Nachhaltigkeit Erstmals analysiert eine Studie, wie „grünes Wachstum“ in einem Bundesland aussehen könnte: Autarkie ist nicht möglich - regionale Wertschöpfung schon

Es ist leicht, sich darüber lustig zu machen, wenn jemand versucht, Wohlstand anders zu bemessen als bislang üblich. Kaum erschienen die ersten Berichte über die Studie zum grünen Bruttoinlandsprodukt (BIP) in der Presse, sprach die FDP spöttisch vom „Wohlfühlindex“ – statt „Wohlstandsindex“.

Aber die Berechnungen, die eine Forschergruppe aus der Forschungsstätte der Evangelischen Studiengemeinschaft (FEST) und dem Institut für ökologische Wirtschaftsforschung (IÖW) für Schleswig-Holstein anstellte, haben nichts mit Wünsch-Dir-was oder Schönrechnen zu tun. Es ist bekannt, dass das BIP, das als zentraler Wirtschaftsindikator allabendlich im Fernsehen zitiert wird, eigentlich ungeeignet ist, den Zustand einer Volkswirtschaft zu beschreiben. Es ist unsensibel gegenüber ungewollten, einer Volkswirtschaft abträglichen Prozessen.

Führt beispielsweise eine Ölpest dazu, dass Reinigungs- oder Räumungsunternehmen viele Aufträge bekommen, hat die Ölpest nach dem BIP positive Wachstumseffekte. Entsprechendes gilt für eine unfallträchtige Straße, die massenweise Verkehrsopfer fordert. Ambulanzen, Krankenhäuser, Begräbnis­unter­neh­men – sie alle profitieren ökonomisch. Umgekehrt ist das BIP nicht in der Lage, den Kapitalwert von ökologischen Zuständen, Bildung, Ehrenamt zu beschreiben, geschweige denn deren Wirkung auf die Wertschöpfungs­kette auch nur ansatzweise zu erfassen. Das alles ist höchst unbefriedigend und seit Jahrzehnten bekannt.

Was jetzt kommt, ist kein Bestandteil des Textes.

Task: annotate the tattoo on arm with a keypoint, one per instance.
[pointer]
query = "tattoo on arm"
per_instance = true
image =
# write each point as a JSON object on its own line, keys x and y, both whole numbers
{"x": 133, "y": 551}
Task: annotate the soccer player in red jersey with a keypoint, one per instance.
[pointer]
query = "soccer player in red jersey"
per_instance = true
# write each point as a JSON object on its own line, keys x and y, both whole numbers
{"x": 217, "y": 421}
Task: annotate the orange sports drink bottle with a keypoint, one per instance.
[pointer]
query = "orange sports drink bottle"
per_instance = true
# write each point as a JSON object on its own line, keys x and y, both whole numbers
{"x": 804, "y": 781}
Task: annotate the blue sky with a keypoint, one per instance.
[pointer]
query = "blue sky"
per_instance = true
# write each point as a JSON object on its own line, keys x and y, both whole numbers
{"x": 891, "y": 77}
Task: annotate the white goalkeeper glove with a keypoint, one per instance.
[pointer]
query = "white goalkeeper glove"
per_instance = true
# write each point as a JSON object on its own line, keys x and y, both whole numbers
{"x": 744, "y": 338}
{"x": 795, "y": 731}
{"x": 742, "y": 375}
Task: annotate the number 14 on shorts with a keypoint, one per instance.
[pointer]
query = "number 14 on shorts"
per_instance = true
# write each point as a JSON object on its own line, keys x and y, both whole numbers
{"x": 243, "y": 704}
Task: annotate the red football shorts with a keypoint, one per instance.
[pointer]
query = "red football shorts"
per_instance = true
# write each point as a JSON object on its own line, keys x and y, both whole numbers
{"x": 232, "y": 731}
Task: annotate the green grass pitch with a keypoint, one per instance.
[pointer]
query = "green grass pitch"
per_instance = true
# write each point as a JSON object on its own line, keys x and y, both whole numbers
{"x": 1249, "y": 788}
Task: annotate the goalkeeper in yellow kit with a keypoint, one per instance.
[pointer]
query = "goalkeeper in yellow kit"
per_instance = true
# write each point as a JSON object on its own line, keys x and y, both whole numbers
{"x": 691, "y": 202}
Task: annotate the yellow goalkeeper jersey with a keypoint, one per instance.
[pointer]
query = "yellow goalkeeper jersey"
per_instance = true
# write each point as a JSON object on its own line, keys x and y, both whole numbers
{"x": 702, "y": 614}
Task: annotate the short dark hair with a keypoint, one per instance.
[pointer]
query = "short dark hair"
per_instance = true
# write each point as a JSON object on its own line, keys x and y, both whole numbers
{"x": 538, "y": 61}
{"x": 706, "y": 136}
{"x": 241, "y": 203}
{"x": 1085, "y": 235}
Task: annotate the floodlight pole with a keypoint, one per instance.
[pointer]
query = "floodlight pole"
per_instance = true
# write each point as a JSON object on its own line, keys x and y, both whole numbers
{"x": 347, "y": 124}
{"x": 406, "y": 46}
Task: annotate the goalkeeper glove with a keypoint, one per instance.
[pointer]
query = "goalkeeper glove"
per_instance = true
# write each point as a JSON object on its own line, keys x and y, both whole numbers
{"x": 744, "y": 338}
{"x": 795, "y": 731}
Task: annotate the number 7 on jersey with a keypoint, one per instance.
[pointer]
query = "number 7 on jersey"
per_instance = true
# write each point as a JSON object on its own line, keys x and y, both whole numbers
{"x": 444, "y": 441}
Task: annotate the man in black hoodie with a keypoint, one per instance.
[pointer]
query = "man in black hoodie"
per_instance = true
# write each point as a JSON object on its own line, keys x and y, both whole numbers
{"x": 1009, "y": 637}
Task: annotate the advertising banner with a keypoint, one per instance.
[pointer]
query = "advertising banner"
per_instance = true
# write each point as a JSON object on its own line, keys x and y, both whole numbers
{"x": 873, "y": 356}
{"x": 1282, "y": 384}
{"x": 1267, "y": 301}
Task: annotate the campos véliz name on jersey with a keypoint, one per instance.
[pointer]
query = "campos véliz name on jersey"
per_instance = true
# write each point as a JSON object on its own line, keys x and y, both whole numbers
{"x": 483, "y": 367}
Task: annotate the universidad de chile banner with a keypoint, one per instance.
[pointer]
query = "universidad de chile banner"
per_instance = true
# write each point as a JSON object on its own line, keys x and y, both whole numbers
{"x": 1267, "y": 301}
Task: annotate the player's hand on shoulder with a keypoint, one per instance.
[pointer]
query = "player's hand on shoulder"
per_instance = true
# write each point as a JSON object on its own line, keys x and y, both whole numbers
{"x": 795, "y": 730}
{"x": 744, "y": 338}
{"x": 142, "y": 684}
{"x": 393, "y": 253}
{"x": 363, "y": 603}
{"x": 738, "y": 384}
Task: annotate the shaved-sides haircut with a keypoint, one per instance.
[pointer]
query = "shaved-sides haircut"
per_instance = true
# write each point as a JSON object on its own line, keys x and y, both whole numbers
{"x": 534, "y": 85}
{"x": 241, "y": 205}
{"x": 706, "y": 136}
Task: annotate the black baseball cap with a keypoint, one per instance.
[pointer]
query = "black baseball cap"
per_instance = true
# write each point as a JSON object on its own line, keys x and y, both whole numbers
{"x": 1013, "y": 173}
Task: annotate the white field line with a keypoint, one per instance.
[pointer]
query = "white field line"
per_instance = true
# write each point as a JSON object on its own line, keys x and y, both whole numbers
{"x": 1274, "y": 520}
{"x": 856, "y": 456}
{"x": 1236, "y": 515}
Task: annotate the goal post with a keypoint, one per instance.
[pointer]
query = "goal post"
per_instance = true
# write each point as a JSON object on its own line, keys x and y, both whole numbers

Dass man die negativen Folgen von Wachstum mitrechnen muss, sollte seit dem IPCC-Report und den Berechnungen von Nicholas Stern zum Weltklima allen klar sein. Auf 700 Seiten diskutierte Stern in seinem Report die Folgen der globalen Erwärmung und kam zu dem Ergebnis, dass der Klimawandel zu einem Wirtschaftsverlust zwischen 5 und 20 Prozent des weltweiten Sozialprodukts führen würde. Genau diesem Ansatz, schädliche Folgen von Wachstum ökonomisch zu berechnen, folgt auch die von den schleswig-holsteinischen Grünen in Auftrag gegebene Studie. Nur dass sie sich traut, für Schleswig-Holstein weitaus mehr Faktoren zu analysieren. Über den Versuch, nicht erwerbstätige Arbeit mit Zahlen zu erfassen, mag man berechtigt streiten. Aber zu leugnen, dass eine intakte Volkswirtschaft auf diese angewiesen ist, liegt verdammt dicht an dem Westerwelle-Weltbild von der spätrömischen Dekadenz. Und auch soziale Ungleichheit ist ein messbarer Faktor, und zwar kein guter.

Die Studien der OECD weisen nach, dass das Einkommensgefälle in Deutschland in den letzten Jahren deutlich stärker gestiegen ist als in der Mehrheit der OECD-Länder. Gerade weil wir nachhaltiges Wachstum wollen, müssen wir die Debatte über das Maß, mit dem wir es messen, eröffnen. Die Studie Ein grünes BIP für Schleswig-Holstein unternimmt erstmals den Versuch, die Theoriedebatte konkret und realistisch auf ein Land zu übertragen. Sie kommt dabei zu erstaunlichen ­Ergebnissen: „Während das BIP in Schles­wig-Holstein im Jahr 2008 nur knapp 0,2 Prozent über dem BIP von 1999 liegt, ist der NWI (Nationaler Wohlfahrtsindex) in diesem Zeitraum in diesem Bundesland um 9,4 Prozent gestiegen. Dagegen ist in der Bundesrepublik Deutschland insgesamt das BIP zwischen 1999 und 2007 um 7,4 Prozent gestiegen, der NWI jedoch um 3,2 Prozent gefallen; würde man den Rückgang des Bundes-NWI auf das Jahr 2001 beziehen, dann würde der Rückgang sogar 7,4 Prozent betragen, da der Bundes-NWI zwischen 1999 und 2001 noch einmal angestiegen war.“

Überdurchschnittlich zufrieden

Die Studie analysiert die Gründe für diese erstaunliche Entwicklung und gibt dann Handlungsempfehlungen. Die Arbeitslosenquote bewegt sich im Bundesdurchschnitt, die Lebenszufriedenheit der Bürgerinnen und Bürger ist überdurchschnittlich. Das Land verfügt über ein reiches Naturkapital und über ein gutes Potenzial mittelständischer Betriebe: „Grüne“ (Wirtschafts-)Politik sollte sich folglich – insbesondere unter der Restriktion begrenzter Finanzmittel – zwischen zwei sehr unterschiedlichen Polen bewegen:

(A) Förderung der (technologischen) Stärken im Umweltbereich, damit Förderung des Versuchs, auf den globalen Märkten der Umwelttechnik in bestimmten Feldern eine Spitzenposition zu halten, zumindest aber wettbewerbsfähig zu bleiben. Mit anderen Worten: Felder des ökologisch orientierten „selektiven Wachstums“ zu identifizieren und zu fördern.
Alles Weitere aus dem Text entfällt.